Just to turn the nitpickery up to infinity for a second, because I’m honestly surprised to see an LLM do this, why on earth did it hyphenate “cost-benefit” with an em dash? (Claude, and ChatGPT itself, agree that this is wrong when I ask about it in isolation.)

“blah blah tools rely on what is essentially negative reinforcement or punishment”

calculation: skipping a workout or study session no longer just means slower progress; it means an immediate hit to your wallet or reputation. This helps align our short-term actions with our long-term goals by increasing the immediate consequences of procrastination.

Reinforcement and Accountability Mechanisms

Commitment devices operate via reinforcement mechanisms that alter the incentives around behavior. Many of these tools rely on what is essentially negative reinforcement or punishment:

Technically not the same thing, as we helpfully explain in a classic guest post by an actual psychologist (@tierrabluebird):

“blah blah avoid aversive outcome, Beeminder's sting, immediate feedback, social accountability”

if you do the desired behavior (e.g. stick to your daily goal), you avoid an aversive outcome (losing money or facing an embarrassing consequence). Conversely, failing to do the task triggers a penalty, which is akin to a punishment intended to reduce future lapses. For instance, with Beeminder you “pay the price” when you go off track – this sting is supposed to reinforce better habits going forward. From a psychology standpoint, immediate consequences are crucial for behavior change, and commitment contracts ensure immediate feedback (often aversive) for not following the plan. In addition to monetary penalties, these services often incorporate accountability and social reinforcement. Some allow or encourage goals to be made public or involve a referee to verify outcomes. Research suggests public commitments can enhance success – making a commitment in front of others or to a partner adds social pressure and positive accountability, which has been linked to higher adherence (The effect of commitment-making on weight loss and behaviour change in adults with obesity/overweight; a systematic review - PMC).

I’m falling asleep but nothing wrong exactly here.

“blah blah core idea of tools like Beeminder and StickK is to harness our stronger sensitivity to negative outcomes”

In practice, a user might appoint a friend as a referee who must confirm they actually went to the gym, or they might share their Beeminder graph publicly for encouragement and a bit of healthy shame if they falter. This adds a layer of social reinforcement (praise or encouragement when you succeed, concern or disappointment if you don’t). Some commitment platforms and productivity apps also use positive reinforcement strategies – for example, Habitica (a gamified habit app) rewards good behavior with points and treats failure as a mild in-game loss. However, the core idea of tools like Beeminder and StickK is to harness our stronger sensitivity to negative outcomes.

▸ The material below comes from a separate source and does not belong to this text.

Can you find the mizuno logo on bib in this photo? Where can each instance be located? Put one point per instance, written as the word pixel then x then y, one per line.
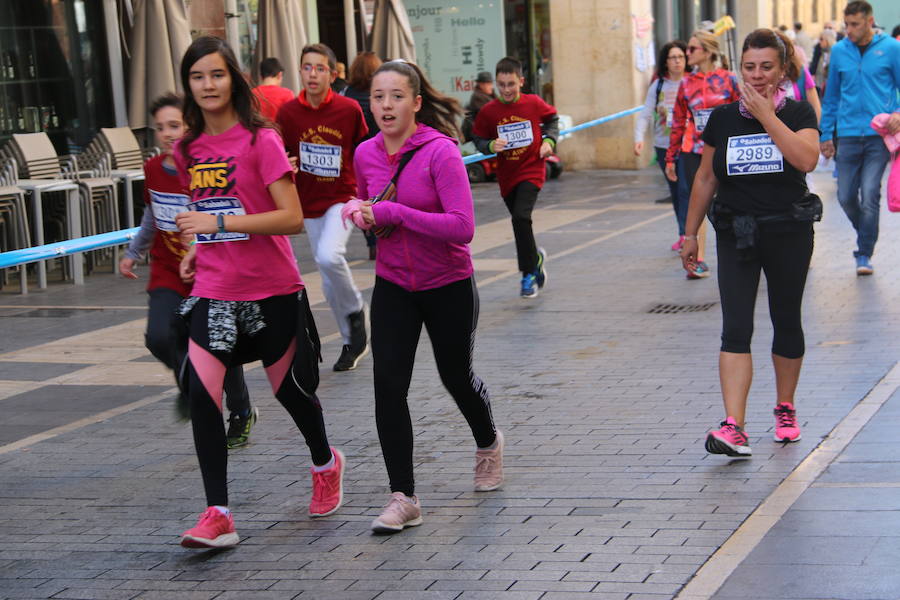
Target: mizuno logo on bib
pixel 753 154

Ok when it’s put like that I really have to object. The gains-vs-losses asymmetry in the Kahneman and Tversky sense is emphatically not fundamental to how Beeminder and StickK work.

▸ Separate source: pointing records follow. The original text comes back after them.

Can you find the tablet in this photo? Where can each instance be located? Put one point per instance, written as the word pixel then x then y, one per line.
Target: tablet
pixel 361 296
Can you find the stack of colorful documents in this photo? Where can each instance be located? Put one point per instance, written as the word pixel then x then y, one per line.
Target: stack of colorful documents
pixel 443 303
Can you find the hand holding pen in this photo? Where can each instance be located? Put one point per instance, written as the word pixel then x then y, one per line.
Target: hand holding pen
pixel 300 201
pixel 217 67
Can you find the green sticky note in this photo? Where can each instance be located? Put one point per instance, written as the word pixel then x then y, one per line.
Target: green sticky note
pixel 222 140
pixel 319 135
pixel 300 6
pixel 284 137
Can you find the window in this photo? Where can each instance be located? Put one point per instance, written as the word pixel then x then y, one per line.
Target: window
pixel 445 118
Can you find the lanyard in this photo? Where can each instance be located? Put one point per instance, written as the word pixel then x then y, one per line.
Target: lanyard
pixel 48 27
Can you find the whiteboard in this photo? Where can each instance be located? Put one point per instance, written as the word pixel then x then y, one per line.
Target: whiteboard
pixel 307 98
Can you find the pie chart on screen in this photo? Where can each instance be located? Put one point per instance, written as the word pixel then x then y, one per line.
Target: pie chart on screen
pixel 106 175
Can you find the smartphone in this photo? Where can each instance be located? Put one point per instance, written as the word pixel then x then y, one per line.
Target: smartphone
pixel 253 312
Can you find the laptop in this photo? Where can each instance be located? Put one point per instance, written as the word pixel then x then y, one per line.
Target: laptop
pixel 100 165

Notably, even simple tech interventions that remind and reward behavior can have an effect: for instance, apps that send reminders or provide social feedback for good habits have shown some effectiveness in improving health behaviors (Association Between Monetary Deposits and Weight Loss in Online Commitment Contracts - PMC).

So repetitive with these citations.

so much blah blah blah with specific claims about weight loss RCTs and then, “yet the magnitude of weight loss achieved is moderate, and maintaining the weight loss after the commitment period remains challenging”

By combining immediate penalties for failure with real-time progress tracking (e.g. Beeminder’s graphs) and sometimes rewards or positive feedback for success, commitment devices create a reinforcing loop that keeps one’s focus on the goal. The behaviorist notion at work is that consistently enforcing consequences (good or bad) for behavior will gradually build habit strength and self-control.

Evidence of Effectiveness from Research

A growing body of research in behavioral economics, health psychology, and productivity science has investigated how well commitment devices actually work. Here are some key findings from studies on their efficacy:

Weight Loss and Health: Several randomized controlled trials (RCTs) have tested commitment contracts for weight loss. In one RCT, roughly 50% of obese participants assigned to a 16-week commitment-contract program (with financial stakes for meeting weekly weight targets) succeeded in achieving their weekly weight loss goals, compared to only 10% of those in a usual-care control group (Commitment contracts as a way to health - PMC). A follow-up 32-week trial found similar initial advantages for the commitment group [ibid.]. However, in both cases the difference waned after the contracts ended – the commitment device spurred more weight loss during the intervention, but the benefits largely disappeared a few months after the program, as participants often regained weight once the financial stakes were removed [ibid.]. This suggests commitment contracts can powerfully jump-start behavior change in the short term, though maintaining long-term change may require either extending the commitment or transitioning to other motivators. A 2019 systematic review of weight-loss interventions using commitment strategies (mostly non-monetary behavioral contracts) likewise found modest short-term benefits. On average, adding a commitment contract to a diet/exercise program increased weight loss by about 1.5 kg more than the program alone in the short term (few months) (The effect of commitment-making on weight loss and behaviour change in adults with obesity/overweight; a systematic review - PMC). Some effects persisted at 12 months (about 1.7 kg greater loss than controls) [ibid.], but evidence was mixed and quality varied. Interestingly, that review noted commitments were most effective when they were made publicly and focused on specific diet changes, rather than private or solely exercise commitments [ibid.]. Overall, the research indicates that for weight management, commitment contracts do improve adherence and outcomes in many cases – people stick to diets or exercise regimens better when they’ve put skin in the game. Yet the magnitude of weight loss achieved is moderate, and maintaining the weight loss after the commitment period remains challenging.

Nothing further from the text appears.